The package takes as input the mean-field results from various electronic structure codes such as the Kohn-Sham DFT eigenvalues and eigenvectors computed with PARATEC, Quantum ESPRESSO, SIESTA, PARSEC, Abinit, Octopus, or TBPW (aka EPM). The package consists of the three main component codes:
- Epsilon computes the irreducible polarizability in the Random Phase Approximation and uses it to generate the dielectric matrix and its inverse.
- Sigma computes the self-energy corrections to the DFT eigenenergies using the GW approximation of Hedin and Lundqvist, applying the first-principles methodology of Hybertsen and Louie within the generalized plasmon-pole model for the frequency-dependent dielectric matrix.
- BSE solves the Bethe-Salpeter equation for correlated electron-hole excitations.
When using BerkeleyGW, you are expected to cite the following papers and acknowledge the use of the BerkeleyGW package in your publications.
- Mark S. Hybertsen and Steven G. Louie, “Electron correlation in semiconductors and insulators: Band gaps and quasiparticle energies,” Phys. Rev. B 34, 5390 (1986)
- Michael Rohlfing and Steven G. Louie, “Electron-hole excitations and optical spectra from first principles,” Phys.
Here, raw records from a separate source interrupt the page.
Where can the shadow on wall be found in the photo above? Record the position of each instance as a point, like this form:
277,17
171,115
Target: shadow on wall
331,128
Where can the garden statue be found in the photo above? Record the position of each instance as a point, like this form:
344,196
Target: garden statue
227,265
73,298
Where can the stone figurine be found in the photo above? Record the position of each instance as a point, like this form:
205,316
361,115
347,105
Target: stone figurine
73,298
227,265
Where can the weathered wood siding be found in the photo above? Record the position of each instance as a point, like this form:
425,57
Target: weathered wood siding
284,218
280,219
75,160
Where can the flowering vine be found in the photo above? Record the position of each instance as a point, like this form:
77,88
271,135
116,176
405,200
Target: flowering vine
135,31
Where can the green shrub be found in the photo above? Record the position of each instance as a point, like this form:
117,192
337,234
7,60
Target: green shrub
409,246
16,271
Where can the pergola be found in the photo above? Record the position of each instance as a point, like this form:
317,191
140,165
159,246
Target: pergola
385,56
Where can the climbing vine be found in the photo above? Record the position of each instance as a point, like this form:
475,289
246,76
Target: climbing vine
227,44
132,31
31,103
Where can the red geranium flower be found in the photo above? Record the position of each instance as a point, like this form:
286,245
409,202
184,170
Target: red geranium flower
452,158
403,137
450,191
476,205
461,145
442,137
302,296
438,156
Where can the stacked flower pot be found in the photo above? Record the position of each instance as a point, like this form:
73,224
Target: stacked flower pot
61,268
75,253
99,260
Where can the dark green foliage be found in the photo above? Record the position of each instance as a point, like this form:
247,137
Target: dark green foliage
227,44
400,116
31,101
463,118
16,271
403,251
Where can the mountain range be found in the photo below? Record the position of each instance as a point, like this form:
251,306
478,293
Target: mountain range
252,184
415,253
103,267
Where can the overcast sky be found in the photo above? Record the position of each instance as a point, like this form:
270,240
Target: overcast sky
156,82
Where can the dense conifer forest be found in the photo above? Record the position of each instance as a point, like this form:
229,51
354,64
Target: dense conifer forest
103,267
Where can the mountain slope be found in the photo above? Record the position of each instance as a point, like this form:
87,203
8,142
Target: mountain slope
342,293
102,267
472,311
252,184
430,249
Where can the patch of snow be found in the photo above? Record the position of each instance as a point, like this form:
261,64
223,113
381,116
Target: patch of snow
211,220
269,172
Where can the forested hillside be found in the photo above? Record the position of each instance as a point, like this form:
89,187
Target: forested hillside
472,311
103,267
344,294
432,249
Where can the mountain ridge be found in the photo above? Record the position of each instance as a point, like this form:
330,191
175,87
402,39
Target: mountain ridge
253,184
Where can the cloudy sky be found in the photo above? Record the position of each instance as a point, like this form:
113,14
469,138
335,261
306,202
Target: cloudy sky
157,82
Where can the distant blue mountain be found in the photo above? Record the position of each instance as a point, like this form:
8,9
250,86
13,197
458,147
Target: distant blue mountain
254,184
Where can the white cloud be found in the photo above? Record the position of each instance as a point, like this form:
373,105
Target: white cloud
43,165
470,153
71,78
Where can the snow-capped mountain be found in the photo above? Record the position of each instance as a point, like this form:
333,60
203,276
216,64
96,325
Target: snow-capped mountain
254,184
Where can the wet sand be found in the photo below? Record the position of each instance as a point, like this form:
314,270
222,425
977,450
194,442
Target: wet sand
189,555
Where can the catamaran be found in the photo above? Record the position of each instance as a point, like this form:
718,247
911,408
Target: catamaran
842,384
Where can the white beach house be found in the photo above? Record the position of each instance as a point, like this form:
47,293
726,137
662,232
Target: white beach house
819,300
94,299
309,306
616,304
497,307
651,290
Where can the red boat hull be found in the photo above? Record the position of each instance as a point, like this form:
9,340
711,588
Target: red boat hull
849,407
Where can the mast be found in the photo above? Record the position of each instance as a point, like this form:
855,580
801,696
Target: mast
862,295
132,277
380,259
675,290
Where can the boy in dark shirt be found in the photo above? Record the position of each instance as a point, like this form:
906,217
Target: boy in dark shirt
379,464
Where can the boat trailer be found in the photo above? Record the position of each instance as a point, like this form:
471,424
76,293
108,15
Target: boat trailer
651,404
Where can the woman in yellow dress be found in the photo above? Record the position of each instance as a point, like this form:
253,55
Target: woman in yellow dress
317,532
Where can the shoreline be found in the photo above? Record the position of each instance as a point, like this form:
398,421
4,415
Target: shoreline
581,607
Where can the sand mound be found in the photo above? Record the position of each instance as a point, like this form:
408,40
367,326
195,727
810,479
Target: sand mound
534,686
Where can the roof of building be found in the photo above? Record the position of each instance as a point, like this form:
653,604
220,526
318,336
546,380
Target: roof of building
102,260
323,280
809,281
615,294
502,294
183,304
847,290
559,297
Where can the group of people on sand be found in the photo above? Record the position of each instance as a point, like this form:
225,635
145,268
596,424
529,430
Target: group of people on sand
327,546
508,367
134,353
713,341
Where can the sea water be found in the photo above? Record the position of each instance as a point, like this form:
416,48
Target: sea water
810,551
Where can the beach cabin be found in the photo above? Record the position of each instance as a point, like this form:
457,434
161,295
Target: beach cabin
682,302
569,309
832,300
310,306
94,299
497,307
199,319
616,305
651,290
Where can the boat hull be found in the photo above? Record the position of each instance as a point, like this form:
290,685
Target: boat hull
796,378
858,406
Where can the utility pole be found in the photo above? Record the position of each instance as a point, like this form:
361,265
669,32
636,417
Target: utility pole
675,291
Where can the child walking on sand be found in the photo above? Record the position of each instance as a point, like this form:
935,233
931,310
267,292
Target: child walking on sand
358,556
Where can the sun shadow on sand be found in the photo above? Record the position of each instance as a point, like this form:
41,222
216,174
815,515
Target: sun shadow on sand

Rev. B 62, 4927 (2000)
- Jack Deslippe, Georgy Samsonidze, David A. Strubbe, Manish Jain, Marvin L. Cohen, and Steven G. Louie, “BerkeleyGW: A Massively Parallel Computer Package for the Calculation of the Quasiparticle and Optical Properties of Materials and Nanostructures,” Comput. Phys. Commun. 183, 1269 (2012)(http://arxiv.org/abs/1111.4429)
Papers #1 and #3 should be cited when discussing quasiparticle properties, and papers #2 and #3 should be cited when discussing optical properties.